One of the key goals of the LSGSC project is to strengthen the capacity of ILO’s tripartite constituents in Cambodia to engage in collective bargaining and social dialogue, particularly in respect of Cambodia’s garment sector. Towards this goal, the objective of the Study Tour was to provide an opportunity for ILO’s constituents in Cambodia to examine comparative international examples of the legal and institutional frameworks governing industrial relations in South Africa, with a focus on sectoral-level collective bargaining and the prevention and resolution of industrial disputes.


The Study Tour delegation comprised of nine representatives of Cambodia’s Ministry of Labour and Vocational Training (MoLVT), the Garment Manufacturers Association in Cambodia (GMAC), trade unions that represent workers in the garment sector, and Cambodia’s Arbitration Council.
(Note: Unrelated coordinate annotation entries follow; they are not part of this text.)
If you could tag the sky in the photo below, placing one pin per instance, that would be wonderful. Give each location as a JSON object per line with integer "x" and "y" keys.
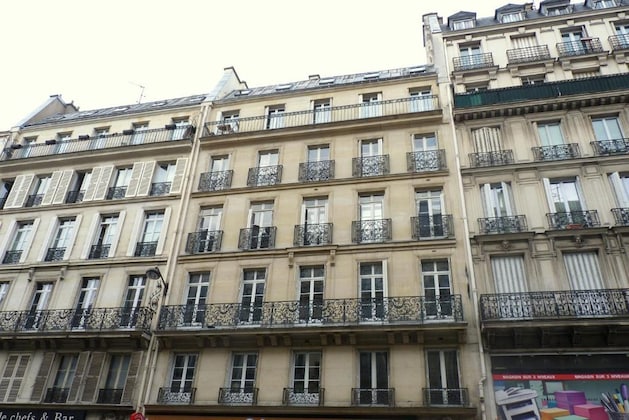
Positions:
{"x": 98, "y": 54}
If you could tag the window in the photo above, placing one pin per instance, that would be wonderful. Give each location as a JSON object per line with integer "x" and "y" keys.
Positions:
{"x": 437, "y": 289}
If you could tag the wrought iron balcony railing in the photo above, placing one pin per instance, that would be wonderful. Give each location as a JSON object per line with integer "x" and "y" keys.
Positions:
{"x": 109, "y": 396}
{"x": 437, "y": 226}
{"x": 370, "y": 231}
{"x": 264, "y": 175}
{"x": 556, "y": 152}
{"x": 581, "y": 47}
{"x": 610, "y": 147}
{"x": 496, "y": 158}
{"x": 553, "y": 305}
{"x": 86, "y": 143}
{"x": 502, "y": 224}
{"x": 621, "y": 216}
{"x": 427, "y": 161}
{"x": 336, "y": 114}
{"x": 446, "y": 396}
{"x": 305, "y": 397}
{"x": 313, "y": 234}
{"x": 145, "y": 249}
{"x": 581, "y": 219}
{"x": 204, "y": 241}
{"x": 60, "y": 320}
{"x": 257, "y": 237}
{"x": 528, "y": 54}
{"x": 56, "y": 395}
{"x": 176, "y": 396}
{"x": 373, "y": 397}
{"x": 316, "y": 171}
{"x": 55, "y": 254}
{"x": 215, "y": 181}
{"x": 370, "y": 166}
{"x": 328, "y": 312}
{"x": 238, "y": 396}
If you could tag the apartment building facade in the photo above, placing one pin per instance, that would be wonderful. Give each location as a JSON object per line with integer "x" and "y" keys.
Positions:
{"x": 539, "y": 98}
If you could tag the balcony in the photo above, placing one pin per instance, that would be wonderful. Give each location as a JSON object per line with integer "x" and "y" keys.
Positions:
{"x": 316, "y": 171}
{"x": 446, "y": 396}
{"x": 621, "y": 216}
{"x": 370, "y": 166}
{"x": 424, "y": 104}
{"x": 502, "y": 224}
{"x": 86, "y": 144}
{"x": 373, "y": 397}
{"x": 427, "y": 161}
{"x": 528, "y": 54}
{"x": 581, "y": 219}
{"x": 329, "y": 312}
{"x": 303, "y": 397}
{"x": 257, "y": 237}
{"x": 215, "y": 181}
{"x": 371, "y": 231}
{"x": 556, "y": 152}
{"x": 472, "y": 62}
{"x": 204, "y": 241}
{"x": 264, "y": 176}
{"x": 610, "y": 147}
{"x": 438, "y": 226}
{"x": 313, "y": 234}
{"x": 178, "y": 396}
{"x": 145, "y": 249}
{"x": 486, "y": 159}
{"x": 238, "y": 396}
{"x": 582, "y": 47}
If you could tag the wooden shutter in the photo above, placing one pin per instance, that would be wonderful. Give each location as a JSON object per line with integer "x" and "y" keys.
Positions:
{"x": 92, "y": 377}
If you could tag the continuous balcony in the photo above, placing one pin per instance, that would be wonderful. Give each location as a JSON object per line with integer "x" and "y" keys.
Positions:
{"x": 502, "y": 224}
{"x": 86, "y": 143}
{"x": 306, "y": 118}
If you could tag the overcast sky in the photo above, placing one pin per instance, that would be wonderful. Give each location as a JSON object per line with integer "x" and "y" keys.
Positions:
{"x": 98, "y": 53}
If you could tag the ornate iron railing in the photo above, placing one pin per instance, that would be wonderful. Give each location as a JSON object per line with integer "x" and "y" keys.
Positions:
{"x": 430, "y": 160}
{"x": 528, "y": 54}
{"x": 215, "y": 181}
{"x": 573, "y": 219}
{"x": 307, "y": 397}
{"x": 109, "y": 396}
{"x": 238, "y": 396}
{"x": 496, "y": 158}
{"x": 581, "y": 47}
{"x": 556, "y": 152}
{"x": 471, "y": 62}
{"x": 178, "y": 396}
{"x": 313, "y": 234}
{"x": 55, "y": 254}
{"x": 98, "y": 319}
{"x": 336, "y": 114}
{"x": 373, "y": 396}
{"x": 621, "y": 216}
{"x": 610, "y": 147}
{"x": 257, "y": 237}
{"x": 502, "y": 224}
{"x": 316, "y": 171}
{"x": 329, "y": 312}
{"x": 85, "y": 143}
{"x": 264, "y": 175}
{"x": 204, "y": 241}
{"x": 145, "y": 249}
{"x": 446, "y": 396}
{"x": 437, "y": 226}
{"x": 552, "y": 305}
{"x": 368, "y": 231}
{"x": 370, "y": 166}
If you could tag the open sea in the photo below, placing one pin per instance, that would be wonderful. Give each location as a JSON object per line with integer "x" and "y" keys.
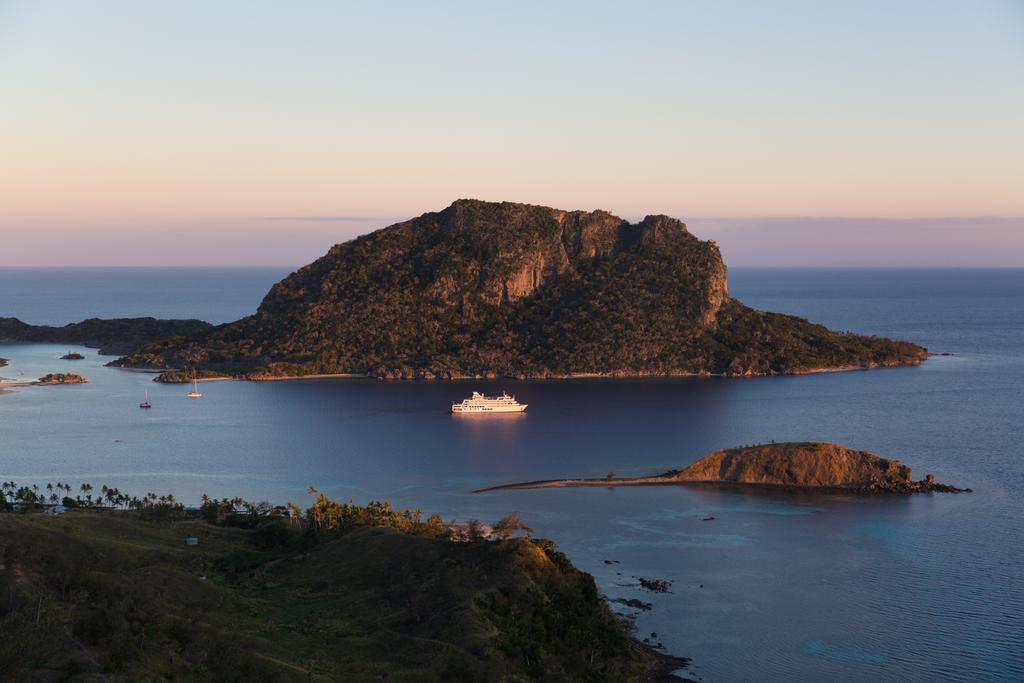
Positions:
{"x": 777, "y": 587}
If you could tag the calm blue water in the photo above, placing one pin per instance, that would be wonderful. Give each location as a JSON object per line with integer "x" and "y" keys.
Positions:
{"x": 823, "y": 588}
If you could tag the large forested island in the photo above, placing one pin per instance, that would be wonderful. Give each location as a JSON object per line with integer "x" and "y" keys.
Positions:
{"x": 484, "y": 290}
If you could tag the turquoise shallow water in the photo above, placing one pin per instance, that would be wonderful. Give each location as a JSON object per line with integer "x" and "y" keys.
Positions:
{"x": 777, "y": 587}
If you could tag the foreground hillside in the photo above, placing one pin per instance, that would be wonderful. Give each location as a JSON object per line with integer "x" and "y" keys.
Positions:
{"x": 483, "y": 289}
{"x": 111, "y": 595}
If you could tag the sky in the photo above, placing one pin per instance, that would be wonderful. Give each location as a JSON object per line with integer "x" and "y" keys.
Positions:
{"x": 260, "y": 133}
The Study Tour succeeded in supporting the delegation to develop a shared understanding of the comparative industrial relations context and systems in South Africa, its key achievements and challenges, lessons learned, and good practices that may be applicable in the context of industrial relations in the garment sector in Cambodia.
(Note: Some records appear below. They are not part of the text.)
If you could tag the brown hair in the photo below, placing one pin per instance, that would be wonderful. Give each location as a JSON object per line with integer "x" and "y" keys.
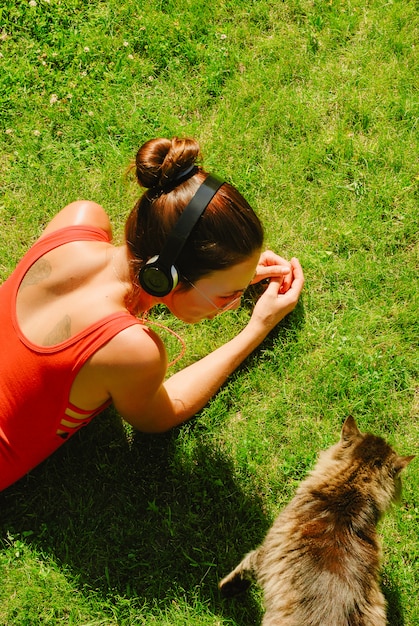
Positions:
{"x": 227, "y": 233}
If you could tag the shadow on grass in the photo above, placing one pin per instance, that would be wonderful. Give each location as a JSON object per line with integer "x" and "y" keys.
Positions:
{"x": 144, "y": 517}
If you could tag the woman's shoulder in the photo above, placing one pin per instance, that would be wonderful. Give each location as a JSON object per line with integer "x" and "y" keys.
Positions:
{"x": 137, "y": 345}
{"x": 81, "y": 213}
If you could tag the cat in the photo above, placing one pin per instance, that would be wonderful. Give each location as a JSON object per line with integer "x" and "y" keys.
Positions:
{"x": 319, "y": 563}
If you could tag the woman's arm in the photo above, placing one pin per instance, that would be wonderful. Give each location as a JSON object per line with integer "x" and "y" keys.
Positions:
{"x": 151, "y": 405}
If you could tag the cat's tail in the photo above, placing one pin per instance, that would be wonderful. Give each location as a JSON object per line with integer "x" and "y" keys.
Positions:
{"x": 240, "y": 578}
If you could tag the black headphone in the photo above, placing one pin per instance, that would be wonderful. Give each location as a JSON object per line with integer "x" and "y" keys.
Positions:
{"x": 159, "y": 275}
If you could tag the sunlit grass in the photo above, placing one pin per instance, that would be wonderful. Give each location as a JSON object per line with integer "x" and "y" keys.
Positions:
{"x": 311, "y": 109}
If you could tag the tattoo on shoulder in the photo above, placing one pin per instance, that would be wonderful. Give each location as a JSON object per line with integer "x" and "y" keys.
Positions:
{"x": 59, "y": 333}
{"x": 39, "y": 271}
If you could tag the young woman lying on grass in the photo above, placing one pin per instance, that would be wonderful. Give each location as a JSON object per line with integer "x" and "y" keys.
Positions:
{"x": 70, "y": 336}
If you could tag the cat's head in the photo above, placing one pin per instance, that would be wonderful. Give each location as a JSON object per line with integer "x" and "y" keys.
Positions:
{"x": 380, "y": 463}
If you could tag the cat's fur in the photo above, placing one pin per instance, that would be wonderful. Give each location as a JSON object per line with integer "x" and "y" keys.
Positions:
{"x": 319, "y": 563}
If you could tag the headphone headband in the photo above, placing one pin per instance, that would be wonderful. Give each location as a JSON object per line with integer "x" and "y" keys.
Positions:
{"x": 159, "y": 275}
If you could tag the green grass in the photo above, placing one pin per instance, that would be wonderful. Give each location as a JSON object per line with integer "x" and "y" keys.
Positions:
{"x": 311, "y": 108}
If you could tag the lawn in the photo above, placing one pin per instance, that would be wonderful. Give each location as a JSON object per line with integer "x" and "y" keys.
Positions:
{"x": 311, "y": 109}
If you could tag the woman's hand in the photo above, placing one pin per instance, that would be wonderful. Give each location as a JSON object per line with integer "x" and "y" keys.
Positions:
{"x": 273, "y": 266}
{"x": 282, "y": 293}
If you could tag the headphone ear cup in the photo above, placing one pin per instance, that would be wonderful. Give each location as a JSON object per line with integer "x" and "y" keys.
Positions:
{"x": 156, "y": 280}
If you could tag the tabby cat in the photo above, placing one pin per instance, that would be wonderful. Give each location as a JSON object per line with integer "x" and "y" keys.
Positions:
{"x": 319, "y": 563}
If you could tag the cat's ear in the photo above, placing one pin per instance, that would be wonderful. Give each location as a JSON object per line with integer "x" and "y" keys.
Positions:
{"x": 401, "y": 462}
{"x": 349, "y": 432}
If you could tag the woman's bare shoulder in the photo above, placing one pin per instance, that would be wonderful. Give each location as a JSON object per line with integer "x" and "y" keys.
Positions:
{"x": 80, "y": 213}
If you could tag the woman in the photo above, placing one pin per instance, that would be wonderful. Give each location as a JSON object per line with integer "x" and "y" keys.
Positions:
{"x": 70, "y": 338}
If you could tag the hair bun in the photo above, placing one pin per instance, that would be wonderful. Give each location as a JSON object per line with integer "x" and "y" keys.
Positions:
{"x": 166, "y": 163}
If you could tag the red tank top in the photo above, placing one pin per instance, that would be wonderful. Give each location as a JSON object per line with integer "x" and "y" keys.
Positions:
{"x": 35, "y": 381}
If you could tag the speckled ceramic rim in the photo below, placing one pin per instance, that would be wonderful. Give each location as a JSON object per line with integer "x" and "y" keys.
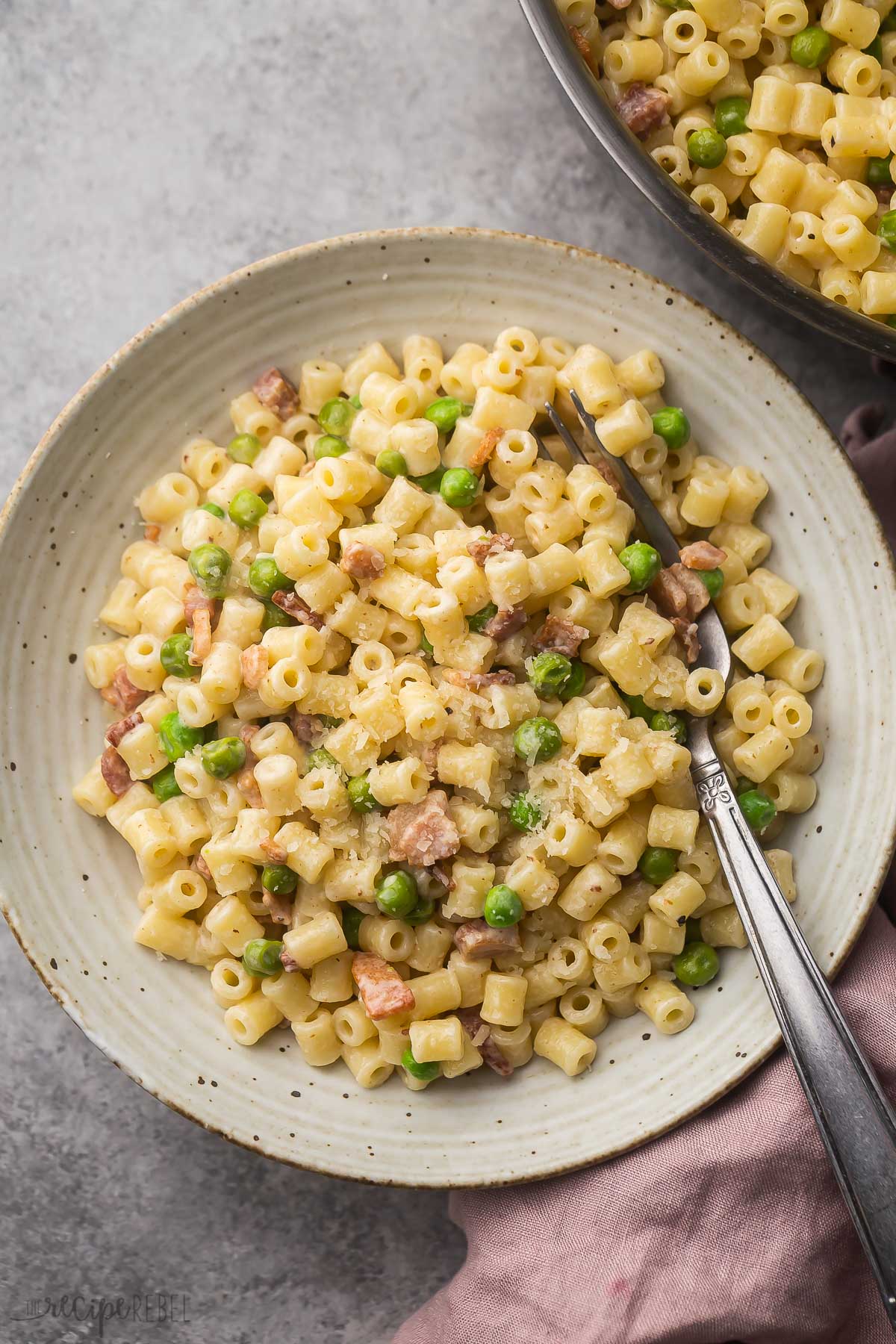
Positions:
{"x": 383, "y": 237}
{"x": 679, "y": 208}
The Study Tour programme included first-hand exchange and interaction with representatives of key collective bargaining and industrial relations stakeholders in South Africa, and the opportunity for participants to observe and learn from illustrative and informative practices that may inform collective bargaining and industrial relations in Cambodia, particularly in respect of the garment sector. In particular, the Study Tour programme included a series of meetings with senior representatives of South Africa’s Department of Labour (DOL) and National Economic Development and Labour Council (NEDLAC), and a site-visit to the Commission for Conciliation Mediation and Arbitration (CCMA). The delegation also participated in a training workshop on sectoral-level collective bargaining focused on two comparative cases studies from South Africa: The National Bargaining Council for the Clothing Manufacturing Industry (NBCCMI) and the Bargaining Council for the Civil Engineering Industry (BCCEI).
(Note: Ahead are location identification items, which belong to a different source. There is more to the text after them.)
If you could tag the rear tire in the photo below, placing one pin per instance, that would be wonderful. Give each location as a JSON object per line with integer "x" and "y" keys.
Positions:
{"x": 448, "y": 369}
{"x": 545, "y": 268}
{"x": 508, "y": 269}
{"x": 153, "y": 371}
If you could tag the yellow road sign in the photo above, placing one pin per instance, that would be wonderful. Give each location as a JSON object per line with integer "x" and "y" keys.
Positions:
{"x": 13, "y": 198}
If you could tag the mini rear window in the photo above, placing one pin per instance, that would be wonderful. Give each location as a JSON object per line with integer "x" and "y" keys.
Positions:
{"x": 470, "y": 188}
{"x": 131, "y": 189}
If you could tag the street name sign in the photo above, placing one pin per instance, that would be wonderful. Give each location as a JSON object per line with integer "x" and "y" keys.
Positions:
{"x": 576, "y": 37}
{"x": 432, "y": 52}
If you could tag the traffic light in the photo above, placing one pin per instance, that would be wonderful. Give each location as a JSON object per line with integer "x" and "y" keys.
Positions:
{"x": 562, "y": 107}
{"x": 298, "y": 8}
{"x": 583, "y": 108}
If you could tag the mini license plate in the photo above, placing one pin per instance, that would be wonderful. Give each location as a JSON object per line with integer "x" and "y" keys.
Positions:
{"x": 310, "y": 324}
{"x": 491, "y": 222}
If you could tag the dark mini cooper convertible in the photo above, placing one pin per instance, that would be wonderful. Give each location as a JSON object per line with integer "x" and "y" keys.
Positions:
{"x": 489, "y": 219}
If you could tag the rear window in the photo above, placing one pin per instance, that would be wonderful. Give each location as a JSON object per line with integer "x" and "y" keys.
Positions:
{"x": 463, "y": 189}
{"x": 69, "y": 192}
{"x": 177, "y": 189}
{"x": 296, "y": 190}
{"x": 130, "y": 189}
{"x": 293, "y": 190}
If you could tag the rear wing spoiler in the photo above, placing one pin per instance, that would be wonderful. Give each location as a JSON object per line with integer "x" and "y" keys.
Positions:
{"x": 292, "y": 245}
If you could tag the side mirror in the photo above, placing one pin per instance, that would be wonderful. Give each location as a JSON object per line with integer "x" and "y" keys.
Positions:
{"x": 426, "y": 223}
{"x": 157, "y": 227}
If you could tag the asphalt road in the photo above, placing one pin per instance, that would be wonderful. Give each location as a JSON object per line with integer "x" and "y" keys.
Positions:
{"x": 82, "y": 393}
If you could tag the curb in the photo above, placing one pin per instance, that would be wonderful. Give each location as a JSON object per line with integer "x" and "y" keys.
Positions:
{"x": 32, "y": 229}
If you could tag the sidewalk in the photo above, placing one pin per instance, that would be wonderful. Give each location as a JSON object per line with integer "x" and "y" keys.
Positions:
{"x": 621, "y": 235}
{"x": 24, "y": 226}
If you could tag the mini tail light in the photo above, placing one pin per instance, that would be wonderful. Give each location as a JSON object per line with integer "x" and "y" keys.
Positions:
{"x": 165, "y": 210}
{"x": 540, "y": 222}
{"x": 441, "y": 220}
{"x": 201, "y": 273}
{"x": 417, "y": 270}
An evaluation conducted with the delegation indicated a high level of satisfaction amongst participants that the goals of the Study Tour had been successfully met. Participants agreed that the Study Tour had met their learning expectations, and delivered positive learning outcomes that contributed to a stronger shared understanding of comparative industrial relations and sectoral-level collective bargaining challenges and opportunities. The site visit to the CCMA, the opportunity to participate in a practical demonstration of an industrial dispute case management system, and the opportunity to observe a real life conciliation hearing were particularly appreciated by participants. Participants indicated that they were impressed by the degree of tripartite engagement and the level of independence of the relevant public institutions in South Africa. In addition, participants indicated that Study Tour had supported them to develop cross-institutional relationships with counterpart constituent host organizations in South Africa, and deepen positive working relationships with co-delegate constituents from Cambodia.

Next steps

All participants indicated that the Study Tour had provided beneficial support to their further engagements in Cambodia. Applying the learning outcomes of the Study Tour to the task of addressing current industrial relations challenges and opportunities Cambodia, the delegation identified the following priorities for future action: Transparent system of trade union registration; Independent representative trade unions that are accountable to their members; Credible and streamlined processes to verify trade union membership; Legal mechanisms to extend collective bargaining agreements; and the need to bolster compliance and enforcement.